Byrd 1588: Psalmes, Sonets & songs of sadnes & and pietie
Grace Davidson (soprano)
Martha McLorinan (mezzo-soprano)
Nicholas Todd (tenor)
David Skinner (director)
Following Tallis and Byrd’s first publishing venture of Cantiones Sacrae of 1575, Byrd waited some 13 years to again wake the presses with his compositions. His 1588 Psalmes, Sonets, & songs of sadnes and pietie was his first solo publication, for which Elizabeth’s Lord Chancellor (and notable favourite), Sir Christopher Hatton, acted as patron.
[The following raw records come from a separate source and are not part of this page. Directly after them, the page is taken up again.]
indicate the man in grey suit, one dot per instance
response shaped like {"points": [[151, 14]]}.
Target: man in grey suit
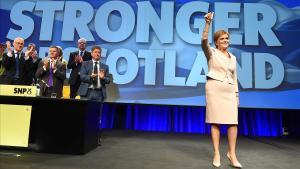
{"points": [[51, 73], [94, 76], [75, 60]]}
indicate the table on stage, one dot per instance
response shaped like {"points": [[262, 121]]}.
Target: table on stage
{"points": [[67, 126]]}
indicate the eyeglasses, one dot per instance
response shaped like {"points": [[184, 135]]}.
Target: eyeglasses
{"points": [[19, 43]]}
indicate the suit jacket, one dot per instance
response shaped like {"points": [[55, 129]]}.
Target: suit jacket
{"points": [[25, 69], [58, 77], [219, 67], [76, 67], [86, 80]]}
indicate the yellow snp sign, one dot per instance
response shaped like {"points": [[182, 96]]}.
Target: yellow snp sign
{"points": [[14, 125], [18, 90]]}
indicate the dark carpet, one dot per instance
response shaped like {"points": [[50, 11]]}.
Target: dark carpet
{"points": [[123, 149]]}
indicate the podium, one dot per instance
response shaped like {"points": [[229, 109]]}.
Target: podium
{"points": [[66, 126]]}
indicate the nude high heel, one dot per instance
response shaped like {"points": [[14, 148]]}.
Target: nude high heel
{"points": [[236, 165]]}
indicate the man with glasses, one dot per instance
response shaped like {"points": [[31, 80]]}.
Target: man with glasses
{"points": [[18, 65], [75, 60]]}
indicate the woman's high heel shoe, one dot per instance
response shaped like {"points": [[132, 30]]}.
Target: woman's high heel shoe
{"points": [[217, 163], [236, 165]]}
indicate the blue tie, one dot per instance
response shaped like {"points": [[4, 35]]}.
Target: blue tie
{"points": [[17, 66]]}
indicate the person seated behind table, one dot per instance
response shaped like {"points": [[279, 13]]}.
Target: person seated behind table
{"points": [[51, 74], [18, 65]]}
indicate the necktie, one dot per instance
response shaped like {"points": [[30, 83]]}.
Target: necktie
{"points": [[95, 82], [17, 65], [50, 81]]}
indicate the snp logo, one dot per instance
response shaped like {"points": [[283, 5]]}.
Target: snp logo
{"points": [[22, 91]]}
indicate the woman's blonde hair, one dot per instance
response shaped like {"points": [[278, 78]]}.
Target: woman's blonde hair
{"points": [[218, 34]]}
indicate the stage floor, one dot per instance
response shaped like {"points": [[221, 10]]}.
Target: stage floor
{"points": [[123, 149]]}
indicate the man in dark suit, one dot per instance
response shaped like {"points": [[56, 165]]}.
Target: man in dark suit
{"points": [[35, 60], [94, 76], [18, 65], [51, 73], [75, 61]]}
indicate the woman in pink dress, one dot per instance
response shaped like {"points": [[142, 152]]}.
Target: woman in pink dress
{"points": [[221, 92]]}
This is the first complete offering of the collection and was recorded on the grounds of Holdenby House, once the largest Elizabethan country house in all of England. Written at the height of Byrd’s creativity, it contains a treasure trove of musical delights. More famous among the collection includes two funeral elegies for Sir Philip Sidney (Come to me grief forever and O that most rare breast), Why do I use my ink, paper and pen? which is thought to allude to the martyrdom of the Jesuit Edmund Campion in 1580, as well as lighter secular songs from joyful madrigals to pained laments. Byrd here represents practically all levels of human emotion, with works performed by a variety of ‘voyces or Instruments’ as the composer himself directs.